Yes, it’s highly recommended to have accessible assets (and more on that in Part 2) but if you don’t have one of those structural shocks you’ve not only wasted the money you’ve saved in a an account earning nothing, you’ve sacrificed the earnings any of that money could have made (the opportunity cost). If you have, let’s say, $50K in an account earning 0.8%, you’ll have $52,039.85 at the end of 5 years. That same $50K earning 7% in the market (the historical average – I know, who made up that number? I dunno, but they did) will have grown to $70,127.59 (depending on the assumptions on the calculator you’re using).
Beyond just the amount of growth you waste keeping cash, there’s also the ‘will it help in the end’ factor. If you go through a job loss, is everything else going to stay the same? Same phone bill, cable package, car payment, etc? Probably not. If you go through one of these structural shocks you should be re-writing your life to accommodate the changed circumstances. You can’t possibly know now how much money you’ll need after-shock. So, you can’t plan with certainty. Better to have flexible, growing pools of money and income you can draw on if/as needed. (NOTE: this is all out the window if you’re already retired, but I’m not, so I haven’t spent a whole ton of time gaming that out. The answers will change when nearing/at retirement.)
Finally, what do I mean by the PITA factor? Moving money from account to account chasing high yields (and complying with their no-fee requirements) is just a pain in the ass and, as shown above, for zero gain. You’re just picking which bank you’d like to enjoy your money while it becomes less valuable with inflation. If you’re shunting $30K around from bank to bank month to month, not only are you limiting the time your money is actually earning interest (because banks are for sure not posting those funds and giving you interest instantaneously) but you also have to track it, monitor the rates, fulfill their other requirements, and deal with bank errors when they crop up (which happens fuh-requently). Better to just do a thing and stick with it – so much easier.
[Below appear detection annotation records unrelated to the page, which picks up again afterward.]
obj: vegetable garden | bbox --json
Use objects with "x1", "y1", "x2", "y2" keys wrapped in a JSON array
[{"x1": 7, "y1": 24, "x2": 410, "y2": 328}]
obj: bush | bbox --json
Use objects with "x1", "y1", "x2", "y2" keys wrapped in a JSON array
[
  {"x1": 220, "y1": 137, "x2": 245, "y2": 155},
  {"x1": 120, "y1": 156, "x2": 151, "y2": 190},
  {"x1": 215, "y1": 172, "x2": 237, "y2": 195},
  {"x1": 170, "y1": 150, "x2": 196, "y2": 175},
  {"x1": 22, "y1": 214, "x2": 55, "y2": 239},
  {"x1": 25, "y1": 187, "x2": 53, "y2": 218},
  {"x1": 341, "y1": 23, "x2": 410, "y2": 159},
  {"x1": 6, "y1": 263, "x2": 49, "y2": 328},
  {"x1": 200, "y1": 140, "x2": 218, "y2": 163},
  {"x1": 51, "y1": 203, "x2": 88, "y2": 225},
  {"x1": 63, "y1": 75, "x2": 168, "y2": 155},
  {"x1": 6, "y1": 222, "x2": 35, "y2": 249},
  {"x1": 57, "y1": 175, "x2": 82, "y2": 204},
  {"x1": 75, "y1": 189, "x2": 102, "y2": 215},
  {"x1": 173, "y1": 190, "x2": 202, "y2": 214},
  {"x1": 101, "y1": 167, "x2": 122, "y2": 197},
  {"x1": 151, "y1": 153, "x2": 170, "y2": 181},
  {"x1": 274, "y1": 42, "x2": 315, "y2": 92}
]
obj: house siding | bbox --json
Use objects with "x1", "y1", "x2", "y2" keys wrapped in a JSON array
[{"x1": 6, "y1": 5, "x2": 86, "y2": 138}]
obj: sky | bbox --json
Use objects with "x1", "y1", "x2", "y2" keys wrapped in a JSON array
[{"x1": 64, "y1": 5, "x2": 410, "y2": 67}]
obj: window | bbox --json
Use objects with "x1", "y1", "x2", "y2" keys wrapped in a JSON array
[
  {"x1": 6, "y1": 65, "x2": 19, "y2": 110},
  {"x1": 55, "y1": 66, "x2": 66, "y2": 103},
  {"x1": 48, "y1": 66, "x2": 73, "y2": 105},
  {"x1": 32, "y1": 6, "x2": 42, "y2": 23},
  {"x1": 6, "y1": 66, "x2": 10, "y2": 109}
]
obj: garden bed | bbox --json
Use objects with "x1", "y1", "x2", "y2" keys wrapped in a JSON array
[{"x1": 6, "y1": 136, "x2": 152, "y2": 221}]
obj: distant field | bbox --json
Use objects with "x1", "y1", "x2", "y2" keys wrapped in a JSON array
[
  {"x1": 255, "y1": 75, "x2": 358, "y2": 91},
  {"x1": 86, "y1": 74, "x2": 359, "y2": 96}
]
So there you have it. Part 1 complete. Part 2 will cover my personal solution to the above, particularly as a real estate investor. If you think I’m wrong, or mean, or smell funny I’d love to know! Just put it in the comments down below.
I agree I think a cash emergency fund is a very old dogmatic approach and in many cases not needed and outdated advice. I much rather have my money working for me in the long run. On top of all that I think most emergencies I see are simply inefficient lifestyle designs.
Agreed! They may have served a purpose for folks spending near 100% of their income every month, but they’re less necessary if you can finance most financial shocks out of a few months of free cash flow.